3rd Quarter 2023 President’s Message

By Rob Henken

I wrote my first report on a local government budget for the Forum in October 2008. At the time, there was a great deal of acrimony between then-Milwaukee County Executive Scott Walker and the Board of Supervisors, which plunged discussion of even the most mundane fiscal issues into politics and hyperbole.

We hoped our inaugural Milwaukee County “budget brief” would benefit the public by objectively explaining key fiscal pressure points — as well as the long-term context in which that year’s short-term decisions would be made. We sought to publish the brief at least a couple of weeks before budget adoption, in the hope that it would provide useful perspective to supervisors and citizens as budget deliberations hit their apex.

So began a 15-year-and-running tradition for the Forum, which has grown to include annual briefs on the proposed budgets for the cities of Milwaukee and Madison, the Milwaukee Public Schools, and the Madison Metropolitan School District, as well as a brief and updates on the two-year state budget in odd years. Yet as the 2024 municipal and county budget season now unfolds, I can attest that I have never been so excited to dig into hundreds of pages of budget minutiae.

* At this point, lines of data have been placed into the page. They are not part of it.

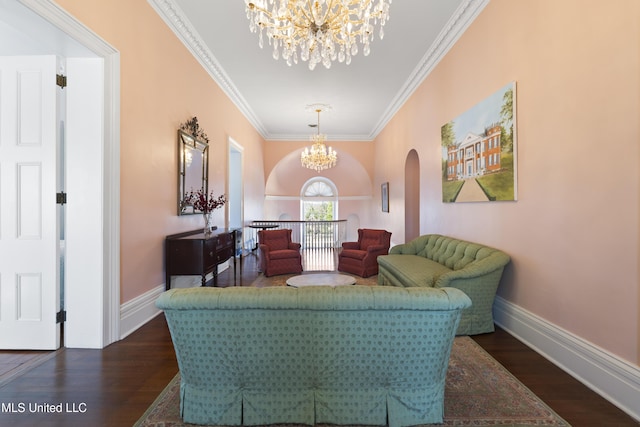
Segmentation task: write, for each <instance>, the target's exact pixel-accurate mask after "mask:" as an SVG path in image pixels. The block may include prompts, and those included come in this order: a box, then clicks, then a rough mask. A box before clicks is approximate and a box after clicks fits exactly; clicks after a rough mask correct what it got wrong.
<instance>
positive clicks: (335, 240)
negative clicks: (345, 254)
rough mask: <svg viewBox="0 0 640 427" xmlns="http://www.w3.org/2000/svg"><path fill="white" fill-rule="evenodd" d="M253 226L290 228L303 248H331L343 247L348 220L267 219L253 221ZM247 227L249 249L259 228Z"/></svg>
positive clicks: (245, 230)
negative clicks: (292, 219)
mask: <svg viewBox="0 0 640 427" xmlns="http://www.w3.org/2000/svg"><path fill="white" fill-rule="evenodd" d="M251 225H252V226H253V227H256V226H260V225H275V226H276V227H274V228H281V229H282V228H289V229H291V230H292V233H291V239H292V240H293V241H294V242H298V243H300V244H301V245H302V249H329V248H341V247H342V242H343V241H344V239H345V236H346V233H347V220H346V219H339V220H335V221H279V220H277V221H267V220H260V221H258V220H256V221H253V222H252V223H251ZM253 227H246V228H245V231H244V233H245V234H244V235H245V236H247V237H245V239H244V240H245V246H246V247H247V248H248V249H252V248H254V247H255V245H256V242H257V241H258V237H257V234H258V230H257V229H256V228H253Z"/></svg>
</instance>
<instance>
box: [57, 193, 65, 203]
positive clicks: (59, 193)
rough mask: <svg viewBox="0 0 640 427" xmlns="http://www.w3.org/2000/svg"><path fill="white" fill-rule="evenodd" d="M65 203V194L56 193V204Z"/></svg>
mask: <svg viewBox="0 0 640 427" xmlns="http://www.w3.org/2000/svg"><path fill="white" fill-rule="evenodd" d="M65 203H67V193H65V192H64V191H61V192H59V193H56V204H57V205H64V204H65Z"/></svg>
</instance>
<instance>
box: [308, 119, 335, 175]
mask: <svg viewBox="0 0 640 427" xmlns="http://www.w3.org/2000/svg"><path fill="white" fill-rule="evenodd" d="M321 111H322V108H321V107H318V108H316V112H317V113H318V124H317V128H318V133H317V134H316V135H311V137H310V138H309V139H310V140H311V141H313V144H312V145H311V148H309V147H306V148H305V149H304V151H303V152H302V155H301V156H300V160H301V162H302V166H304V167H305V168H308V169H313V170H315V171H316V172H320V171H322V170H325V169H329V168H332V167H334V166H335V165H336V163H337V162H338V153H336V152H335V150H334V149H333V148H331V147H329V148H327V146H326V145H325V143H324V141H325V140H326V139H327V135H324V134H321V133H320V112H321Z"/></svg>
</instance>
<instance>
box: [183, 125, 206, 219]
mask: <svg viewBox="0 0 640 427" xmlns="http://www.w3.org/2000/svg"><path fill="white" fill-rule="evenodd" d="M189 150H195V151H199V152H201V153H202V170H201V171H200V174H201V177H202V178H201V180H199V181H200V182H201V183H202V186H201V187H200V188H193V187H192V188H193V190H194V191H197V190H199V189H202V190H203V191H204V193H205V194H207V193H208V191H209V144H208V143H207V142H205V141H202V140H200V139H198V138H196V137H195V136H193V135H190V134H188V133H186V132H184V131H182V130H179V131H178V215H195V214H201V213H202V212H200V211H198V210H195V209H194V208H193V205H185V204H183V200H184V195H185V194H186V192H187V191H188V190H191V188H189V189H188V188H186V185H187V183H186V180H187V172H188V165H187V162H186V157H187V152H188V151H189ZM196 173H197V172H196Z"/></svg>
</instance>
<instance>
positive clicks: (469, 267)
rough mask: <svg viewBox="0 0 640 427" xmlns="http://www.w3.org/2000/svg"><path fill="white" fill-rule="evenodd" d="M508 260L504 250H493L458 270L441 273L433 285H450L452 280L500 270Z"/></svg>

The discussion this fall, of course, marks the first time that Milwaukee’s city and county budgets can plug in tens of millions of dollars from new sales taxes adopted as a result of a grand legislative compromise at the State Capitol earlier this year. Another point of distinction is an influx of $274.9 million in additional shared revenue for 2024 included in the new state budget, which will be distributed across every county, city, village, and town throughout Wisconsin.

We have taken great pains to point out that these new developments do not solve all of the deep fiscal challenges facing Milwaukee’s city and county governments (nor Madison’s for that matter) – and the three budget briefs we release next month will continue to reinforce that notion. But for the two Milwaukee governments, they will produce a stunning reversal in the way we analyze budgets for at least one year by replacing our focus on the cuts that have been proposed with an emphasis on evaluating the prudence of new investments.

Indeed, among the prominent themes our readers can expect in this year’s city of Milwaukee and Milwaukee County budget briefs are the following:

  • Both governments received a huge fiscal break by garnering new sales taxes starting Jan. 1, 2024 – one year before their dreaded fiscal cliffs were expected to hit. We’ll focus on whether and how they are able to take advantage of this unexpected benefit by “banking” some of the proceeds for 2025 and beyond – when much of their federal pandemic relief aid will be exhausted – as opposed to using it to fill holes or, even worse, initiate new programs in 2024 that they would struggle to afford in future years. One new cost on the horizon for both local governments may be a contribution toward renovations at American Family Field to help keep the Brewers in the city.
  • Both governments have prudently built up reserves over the past few years to help them respond to their once-expected fiscal cliff – including an $80 million pension reserve at the city and a $100 million-plus debt service reserve at the county. We’ll be looking at how those reserves are being employed or perhaps even strengthened in 2024, a year in which there does not appear to be a great need to use them.
  • The interplay between operating and capital budget priorities will be a key point for the two governments, which both face huge infrastructure repair backlogs (particularly at the county) as well as daunting operating budget challenges in key areas like police and transit. How their new revenue streams will be divvied up between those competing needs will be another key point of analysis.
  • The need to find efficiencies and explore collaboration may have been temporarily alleviated but remains critical for both governments’ long-term fiscal health. Will this year’s budgets show the same urgency to move forward on such efforts? And will recommendations contained in soon-to-be-released reports by the Greater Milwaukee Committee on city efficiency initiatives and the Forum on city-county back office service sharing opportunities be initiated?